The second moment I’m going to share is a much more personal moment to me. Our goal as leaders is to create people that are greater than us. And the number of people that have come back to me or they’ve been colleagues, whether they’d been friends that have said, you know what? You know, I love the fact that you’re comfortable enough in your own skin to create someone that’s greater than you. And you spend the time to teach, coach and mentor them. When people appreciate that, that has an amazing impact on your life. Because what it shows is you’re past the point of self-actualization as to who you are. And you’re to the point of really thinking about how are you going to create a better world that just has an amazing impact!
Q. You are a leading analyst, thought leader, consultant and keynote speaker in the HR-Tech space. You also have envisioned an entirely new HR landscape. Can you share some significant milestones from your life that carved your career as it is today?

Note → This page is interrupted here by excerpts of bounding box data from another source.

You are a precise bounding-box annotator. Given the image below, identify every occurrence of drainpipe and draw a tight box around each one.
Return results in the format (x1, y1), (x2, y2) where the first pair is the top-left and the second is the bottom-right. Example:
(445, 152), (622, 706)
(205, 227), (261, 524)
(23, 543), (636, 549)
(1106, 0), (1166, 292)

Jason Averbook: If we think about significant milestones, there are probably three. The first milestone was when I was working for Ceridian Corporation. We developed the first windows based HR system and realized that as people move from the DOS platform to the Windows platform, they really did the same thing. They didn’t transform the way HR worked ‘A’ and ‘B’; HR was really concerned that we took away their ability to do heads down data entry. That’s when the first thing that really helped me realize that, HR was a transactional machine. You really need to think strategically.
The second big milestone was while leading product at Peoplesoft, and what really stood out to me was PeopleSoft was the leading product in the world when it came to HR and workforce technology. Yet our customers were unhappy bothered me to the point where I really wanted to find out why and had the Aha moment! These people – what they don’t like is not our software, but what they really don’t like is the way that their company strategy is not aligned with that particular piece of technology.

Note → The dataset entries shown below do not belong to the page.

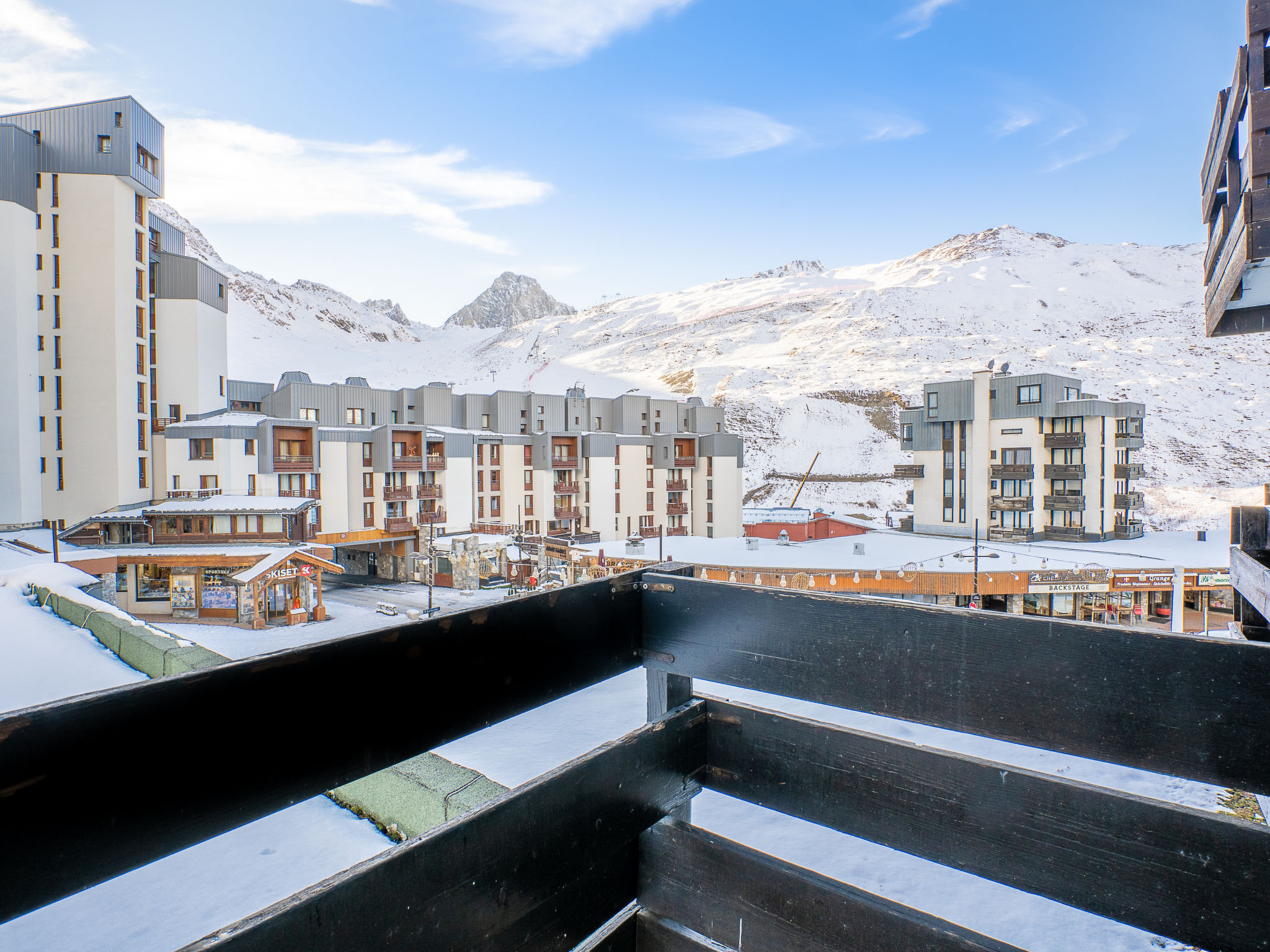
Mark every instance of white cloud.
[897,0,957,39]
[451,0,692,66]
[664,105,799,159]
[0,0,89,53]
[165,118,551,254]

The third milestone that’s really hitting me today is the whole concept of having better technology as consumers than the workforce gives us to work with. We have better experiences as consumers than we have dealing with our business that our work life and that’s a huge problem we’re not. Customer experience is worse than our employee experience. When our branding is from an outside standpoint is better than the way we brand inside. Those are huge, huge gaps and there are huge problems and illnesses for organizations down the road.